Section 3303 of the Affordable Care Act codifies the ‘de minimis’ policy, under which Part D plans may charge LIS beneficiaries a Part D premium equal to the low-income subsidy amount, even if the plan’s basic premium exceeds the LIS benchmark by a “de minimis” amount. This amount is $2 in 2011. The law prohibits CMS from reassigning LIS members from plans who volunteer to waive the de minimis amount. In other words, if all plans with premiums within $2 of the LIS benchmark exercise their option to retain their LIS beneficiaries, nearly 600,000 LIS beneficiaries who would have otherwise been reassigned will remain in the current plans.
2011 Part D Standard Plan Costs
The chart below describes the required basic coverage under Part D. Part D plans must offer coverage that is at least as good as this standard plan. Most of the costs for 2011 are the same as they were for 2010 except that the initial coverage limit is $10 higher. This means it will take beneficiaries slightly longer to reach the donut hole. Even though the costs are similar to 2010, out-of-pocket expenses for beneficiaries who reach the donut hole will be substantially less due to the brand name and generic drug discount.
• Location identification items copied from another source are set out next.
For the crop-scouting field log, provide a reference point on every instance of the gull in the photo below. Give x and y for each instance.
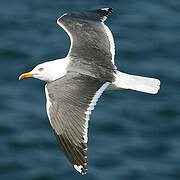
(75, 83)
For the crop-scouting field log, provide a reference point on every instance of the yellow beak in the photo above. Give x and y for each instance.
(25, 75)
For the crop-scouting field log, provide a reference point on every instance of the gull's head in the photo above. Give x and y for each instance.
(48, 71)
(41, 72)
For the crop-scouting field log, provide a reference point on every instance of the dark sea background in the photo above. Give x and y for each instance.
(132, 135)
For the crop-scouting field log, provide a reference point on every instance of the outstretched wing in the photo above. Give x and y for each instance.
(92, 45)
(70, 101)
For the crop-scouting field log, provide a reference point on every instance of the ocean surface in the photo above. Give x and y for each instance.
(132, 135)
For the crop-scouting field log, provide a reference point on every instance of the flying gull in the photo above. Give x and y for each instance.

Drug costs | Beneficiary pays (TrOOP) | Plan pays | |
---|---|---|---|
Before meeting deductible | 0-$310 | 100% = $310 | 0% |
Initial coverage | >$310-$2,840 | 25% = $632.50 | 75% |
Coverage gap (doughnut hole) | >$2,840-$6,447.50 | 100% = $3,607.50, minus discounts | 0% |
Catastrophic coverage | >$6,447.50 | 5% or $2.50/$6.30, whichever is greater | 95% |
Shopping for Coverage
With the Annual Election Period (AEP) about to start (Nov 15 – Dec 31), it’s time for beneficiaries to review their current plan and its changes for 2011 and to see if it will still meet their prescription drug needs at a reasonable cost. If not, it’s time to shop.
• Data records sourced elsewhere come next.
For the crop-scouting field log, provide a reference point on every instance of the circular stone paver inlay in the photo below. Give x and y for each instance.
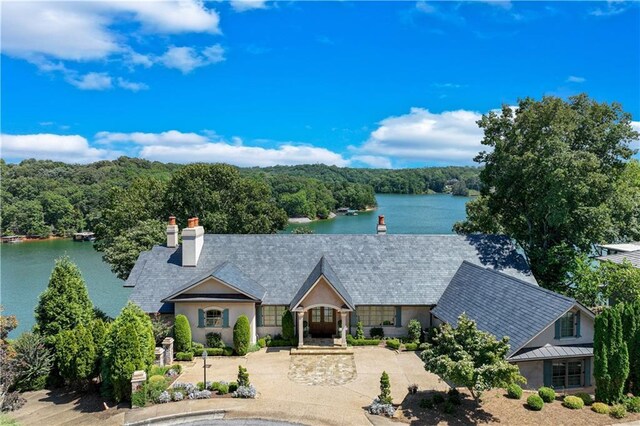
(328, 370)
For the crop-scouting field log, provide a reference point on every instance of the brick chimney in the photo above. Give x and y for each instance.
(381, 229)
(192, 242)
(172, 233)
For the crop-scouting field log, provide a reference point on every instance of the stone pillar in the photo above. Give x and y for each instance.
(300, 329)
(167, 344)
(343, 332)
(159, 352)
(138, 379)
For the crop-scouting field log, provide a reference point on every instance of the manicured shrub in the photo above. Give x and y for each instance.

When comparing drug plans, beneficiaries should look at each plan’s total annual costs, including the premium and cost-sharing (the deductible, copays and coinsurance), and carefully review plan formularies. They should make sure the drugs they take are available with as few restrictions (such as prior authorization requirements) as possible. To view and compare the premiums, deductibles, copays, formularies and restrictions of the plans in one’s area, visit Medicare.gov.